# Connecter 3 écrans sur un macbook pro ?



## owi (22 Janvier 2012)

Bonjour à tous, 

Je veux faire acquisition de 3 écrans d'ordinateur samsung. Actuellement, j'ai un macbook pro.

Je me demandais si à l'aide d'un commutateur comme : http://www.amazon.com/Kinivo-501BN-Premium-wireless-adapter/dp/B0049SCB2Y/ref=pd_sim_e_28 ou autres, il était possible de brancher les 3 écrans en même temps.
Enfin je veux dire, est-ce que le mac supporte 3 écrans si on a les adaptateurs nécessaire ? et si je branche un adaptateur HDMI au commutateur la qualité serait-elle bonne ?
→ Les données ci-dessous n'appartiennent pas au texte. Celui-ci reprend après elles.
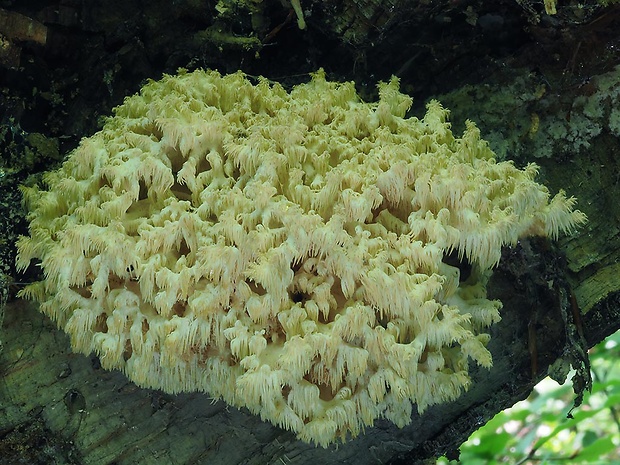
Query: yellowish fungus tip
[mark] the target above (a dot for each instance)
(283, 251)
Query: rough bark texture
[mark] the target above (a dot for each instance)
(57, 407)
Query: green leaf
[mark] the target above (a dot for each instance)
(596, 450)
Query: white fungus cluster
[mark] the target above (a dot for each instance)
(283, 251)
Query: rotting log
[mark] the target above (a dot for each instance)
(91, 416)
Merci d'avance de vos réponses


----------



## kolargol31 (22 Janvier 2012)

slt

c'est un switch ton truc, donc ça peut pas activer 3 ecrans en meme temps! 
ça fait apparaitre sur un ecran 3 sources en commutant chacune d'elle qd tu lui dit! 


d'ailleurs faut d'abord se poser la question sii le MBP accepterait 3 sources en même temps! 
et ça je suis pas sûr du tout ! 

la seule solution que je vois pour l'instant (c'est à vérifier) c'est le thunderbolt et qui coute une blinde!


----------



## owi (23 Janvier 2012)

Merci de ta réponse.

Oui je viens de voir que c'est un "switch" mais enfait ma question avec un adaptateur multi vga ou hdmi est-ce que le macbook supporte 2 écrans externe ?


----------



## anneee (23 Janvier 2012)

D'après ce que j'ai pu lire ici, le Macbook Pro supporte jusqu'à 3 moniteurs avec cet adaptateur.
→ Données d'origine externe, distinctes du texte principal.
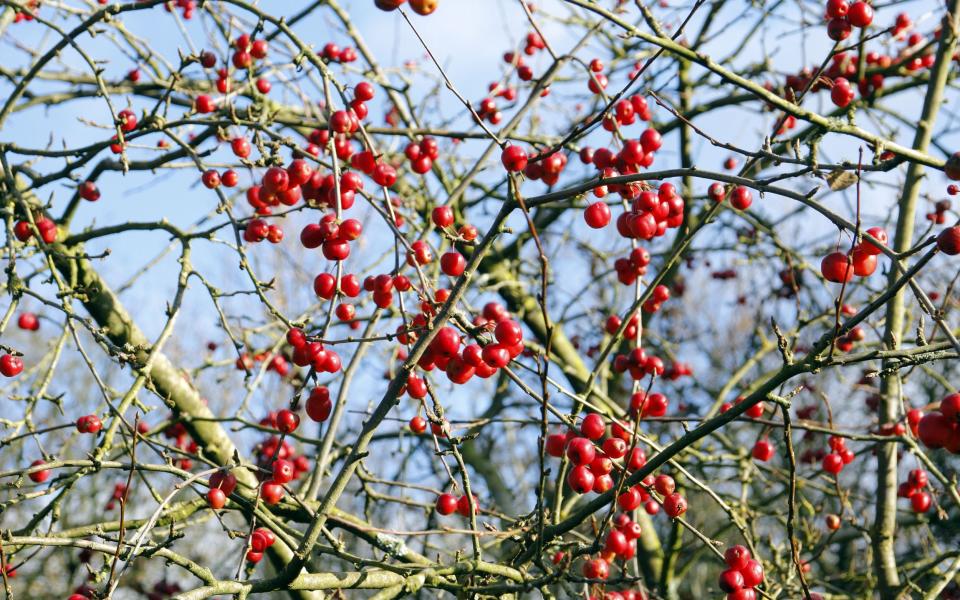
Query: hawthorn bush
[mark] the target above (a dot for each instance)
(381, 298)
J'espère que ces liens t'aideront.


----------



## tibo (28 Février 2022)

Bonjour, je souhaite savoir si avec un macbook pro 2012 peut-on connecter trois écrans externes en fermant le capot de son mac ?

Je souhaite avoir un setup avec 3 écrans de la même dimension, car plus agréable pour le travail, et fermer le capot du mac avec de ne pas être encombré.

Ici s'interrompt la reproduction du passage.